# Coursework 3 Streaming Algorithm

## **Task1：DGIM**

DGIM is an efficient algorithm in processing large streams. When it's infeasible to store the flowing binary stream, DGIM can estimate the number of 1-bits in the window. In this coding, you're given the stream_data_dgim.txt (binary stream), and you need to implement the DGIM algorithm to count the number of 1-bits. Write code below.

### 1. Set the window size to 1000, and count the number of 1-bits in the current window.

In [1]:
import math
import time
from collections import deque

filename = './stream_data_dgim.txt'

class Bucket():
    def __init__(self, timestamp, size):
        self.timestamp = timestamp
        self.size = size

class DGIM():
    def __init__(self, window_size):
        self.window_size = window_size
        self.timestamp = 0
        self.buckets = deque()
    
    def update(self, bit):
        self.timestamp += 1
        
        if self.buckets and self.buckets[0].timestamp <= (self.timestamp - self.window_size):
            self.buckets.popleft()

        if bit == 0:
            return
        
        self.buckets.append(Bucket(self.timestamp, 1))
        self.merge()

    def index(self):
        if len(self.buckets) < 3:
            return

        for i in range(len(self.buckets) - 1, 1, -1):
            curr_size = self.buckets[i].size
            if (curr_size == self.buckets[i - 1].size
                    and curr_size == self.buckets[i - 2].size):
                return i

    def merge(self):
        i = self.index()

        while i is not None:
            self.buckets[i - 1].size += self.buckets[i - 2].size
            del self.buckets[i - 2]

            i = self.index()

    def count(self, k):
        total_size = 0
        last_bucket_size = 0
        for i in range(len(self.buckets) - 1, -1, -1):
            if self.buckets[i].timestamp <= self.timestamp - k:
                break

            total_size += self.buckets[i].size
            last_bucket_size = self.buckets[i].size

        return total_size - int(math.ceil(last_bucket_size / 2.0))

def tic():
    global _start_time
    _start_time = time.perf_counter()


def toc():
    return 1000 * (time.perf_counter() - _start_time)

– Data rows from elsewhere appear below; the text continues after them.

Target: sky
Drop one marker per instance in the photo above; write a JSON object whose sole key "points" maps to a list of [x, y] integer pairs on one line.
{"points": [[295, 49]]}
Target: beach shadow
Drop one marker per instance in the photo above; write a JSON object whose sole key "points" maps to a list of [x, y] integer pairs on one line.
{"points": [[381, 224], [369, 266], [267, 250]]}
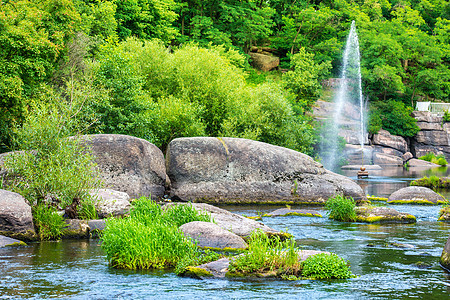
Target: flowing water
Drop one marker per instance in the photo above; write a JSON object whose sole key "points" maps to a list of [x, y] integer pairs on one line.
{"points": [[77, 269], [349, 93]]}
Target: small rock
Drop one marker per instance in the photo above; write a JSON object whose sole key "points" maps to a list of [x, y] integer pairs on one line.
{"points": [[210, 235], [9, 242], [111, 203], [293, 212], [416, 194], [370, 214]]}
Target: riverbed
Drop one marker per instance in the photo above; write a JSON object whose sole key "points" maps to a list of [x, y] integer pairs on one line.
{"points": [[77, 269]]}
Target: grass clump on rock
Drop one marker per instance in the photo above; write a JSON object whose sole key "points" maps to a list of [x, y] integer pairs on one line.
{"points": [[341, 208], [149, 238], [436, 159], [272, 257]]}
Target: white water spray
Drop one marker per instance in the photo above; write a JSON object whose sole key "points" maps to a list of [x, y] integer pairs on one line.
{"points": [[349, 93]]}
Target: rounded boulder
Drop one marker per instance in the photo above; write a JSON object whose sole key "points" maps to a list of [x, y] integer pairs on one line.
{"points": [[210, 235]]}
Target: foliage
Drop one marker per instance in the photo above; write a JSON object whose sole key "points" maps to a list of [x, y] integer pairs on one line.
{"points": [[149, 238], [267, 254], [341, 208], [51, 168], [48, 222], [394, 117], [326, 266], [436, 159]]}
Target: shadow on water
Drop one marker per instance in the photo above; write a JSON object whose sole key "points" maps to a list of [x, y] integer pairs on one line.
{"points": [[78, 269]]}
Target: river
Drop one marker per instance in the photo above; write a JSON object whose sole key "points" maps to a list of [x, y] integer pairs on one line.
{"points": [[77, 269]]}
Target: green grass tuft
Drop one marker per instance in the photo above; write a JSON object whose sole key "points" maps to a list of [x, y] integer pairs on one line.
{"points": [[341, 208]]}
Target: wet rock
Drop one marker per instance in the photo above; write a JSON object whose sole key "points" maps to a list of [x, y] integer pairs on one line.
{"points": [[110, 202], [15, 215], [9, 242], [384, 138], [407, 157], [370, 214], [235, 223], [77, 229], [386, 159], [444, 214], [445, 256], [416, 194], [129, 164], [264, 62], [421, 163], [232, 170], [219, 268], [293, 212], [210, 235]]}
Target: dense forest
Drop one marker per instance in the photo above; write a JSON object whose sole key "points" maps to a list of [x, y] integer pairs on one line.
{"points": [[160, 69]]}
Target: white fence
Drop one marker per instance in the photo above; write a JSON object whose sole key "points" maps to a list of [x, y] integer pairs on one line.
{"points": [[433, 107]]}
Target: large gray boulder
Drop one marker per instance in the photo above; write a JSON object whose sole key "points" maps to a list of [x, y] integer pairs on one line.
{"points": [[384, 138], [110, 202], [233, 170], [416, 194], [129, 164], [210, 235], [15, 215], [235, 223]]}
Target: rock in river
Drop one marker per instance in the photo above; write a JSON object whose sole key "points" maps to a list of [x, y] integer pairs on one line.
{"points": [[233, 170], [210, 235], [416, 194], [235, 223], [129, 164]]}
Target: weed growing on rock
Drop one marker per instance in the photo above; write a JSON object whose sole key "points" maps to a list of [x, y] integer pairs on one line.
{"points": [[341, 208], [267, 254], [150, 239], [48, 222], [326, 266]]}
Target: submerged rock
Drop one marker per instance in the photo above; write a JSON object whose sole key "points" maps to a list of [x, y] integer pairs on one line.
{"points": [[110, 202], [219, 268], [210, 235], [370, 214], [235, 223], [293, 212], [417, 195], [129, 164], [9, 242], [233, 170], [16, 219], [445, 256]]}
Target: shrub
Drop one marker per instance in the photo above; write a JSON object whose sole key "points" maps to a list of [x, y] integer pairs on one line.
{"points": [[436, 159], [341, 208], [326, 266], [52, 168], [48, 222], [394, 116]]}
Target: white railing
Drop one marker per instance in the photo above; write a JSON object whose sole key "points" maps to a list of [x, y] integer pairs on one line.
{"points": [[433, 107]]}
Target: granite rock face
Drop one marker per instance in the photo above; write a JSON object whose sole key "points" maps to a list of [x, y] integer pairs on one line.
{"points": [[15, 214], [110, 202], [232, 170], [416, 194], [384, 138], [210, 235], [129, 164]]}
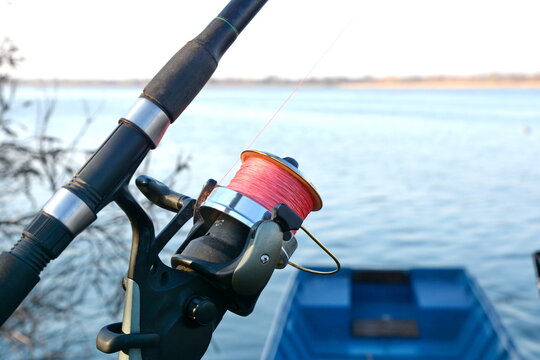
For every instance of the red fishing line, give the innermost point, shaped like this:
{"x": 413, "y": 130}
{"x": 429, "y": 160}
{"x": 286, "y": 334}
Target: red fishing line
{"x": 270, "y": 184}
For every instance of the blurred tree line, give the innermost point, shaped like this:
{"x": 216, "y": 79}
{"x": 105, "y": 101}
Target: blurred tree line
{"x": 84, "y": 282}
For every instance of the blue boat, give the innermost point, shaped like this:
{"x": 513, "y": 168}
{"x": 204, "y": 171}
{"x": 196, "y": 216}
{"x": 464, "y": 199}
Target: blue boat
{"x": 420, "y": 314}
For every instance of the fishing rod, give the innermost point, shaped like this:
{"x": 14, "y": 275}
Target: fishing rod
{"x": 76, "y": 205}
{"x": 241, "y": 233}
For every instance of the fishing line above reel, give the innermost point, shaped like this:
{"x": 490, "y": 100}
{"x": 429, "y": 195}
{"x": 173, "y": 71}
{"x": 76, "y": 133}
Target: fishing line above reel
{"x": 241, "y": 233}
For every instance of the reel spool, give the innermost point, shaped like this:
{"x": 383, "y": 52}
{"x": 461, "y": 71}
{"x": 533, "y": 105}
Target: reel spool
{"x": 263, "y": 182}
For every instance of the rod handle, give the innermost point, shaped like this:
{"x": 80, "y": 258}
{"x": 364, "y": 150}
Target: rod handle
{"x": 17, "y": 279}
{"x": 180, "y": 80}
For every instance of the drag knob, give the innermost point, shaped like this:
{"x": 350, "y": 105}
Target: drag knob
{"x": 202, "y": 310}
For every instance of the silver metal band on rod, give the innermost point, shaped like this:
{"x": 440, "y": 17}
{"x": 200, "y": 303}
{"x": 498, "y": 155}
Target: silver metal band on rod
{"x": 70, "y": 210}
{"x": 149, "y": 118}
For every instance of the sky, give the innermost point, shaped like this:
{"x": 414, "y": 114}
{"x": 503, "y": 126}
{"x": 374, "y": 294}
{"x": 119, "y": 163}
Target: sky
{"x": 120, "y": 39}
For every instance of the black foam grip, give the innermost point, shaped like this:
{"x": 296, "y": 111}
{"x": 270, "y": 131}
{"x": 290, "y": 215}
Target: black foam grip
{"x": 44, "y": 239}
{"x": 17, "y": 279}
{"x": 181, "y": 79}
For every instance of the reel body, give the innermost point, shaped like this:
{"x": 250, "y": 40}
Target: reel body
{"x": 225, "y": 262}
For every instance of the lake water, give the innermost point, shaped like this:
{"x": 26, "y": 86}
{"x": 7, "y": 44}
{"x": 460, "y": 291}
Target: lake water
{"x": 408, "y": 178}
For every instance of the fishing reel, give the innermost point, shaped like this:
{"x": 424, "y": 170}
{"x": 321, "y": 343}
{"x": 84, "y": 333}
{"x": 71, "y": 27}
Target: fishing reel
{"x": 224, "y": 263}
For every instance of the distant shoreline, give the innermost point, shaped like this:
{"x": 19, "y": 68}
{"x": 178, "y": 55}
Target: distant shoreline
{"x": 435, "y": 82}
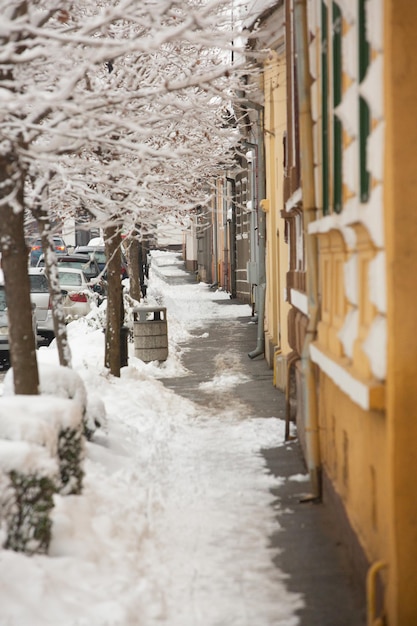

with open (filename, 'r') as f:
    stream = list(map(int, f.read().split()))

dgim = DGIM(1000)

for bit in stream:
    dgim.update(bit)

tic()

print("The number of 1-bits in the current window:", dgim.count(1000))
print("DGIM query time: %.2f ms" % toc())

The number of 1-bits in the current window: 508
DGIM query time: 0.17 ms


### 2. With the window size 1000, count the number of 1-bits in the last 500 and 200 bits of the bitstream.

In [2]:
print("The number of 1-bits in the last 500 bits of the bitstream:", dgim.count(500))

print("The number of 1-bits in the last 200 bits of the bitstream:", dgim.count(200))

The number of 1-bits in the last 500 bits of the bitstream: 220
The number of 1-bits in the last 200 bits of the bitstream: 76


### 3. Write a function that accurately counts the number of 1-bits in the current window. Caculate the accuracy of your own DGIM algorithm and compare the running time difference.

In [3]:
tic()

print("The accurate number of 1-bits in the current window:", abs(sum(stream[-1000:])))
print("Accurate counter time: %.2f ms" % toc())
print("Rel. err. %.2f%%" % (100 * abs(sum(stream[-1000:]) - dgim.count(1000)) / sum(stream[-1000:])))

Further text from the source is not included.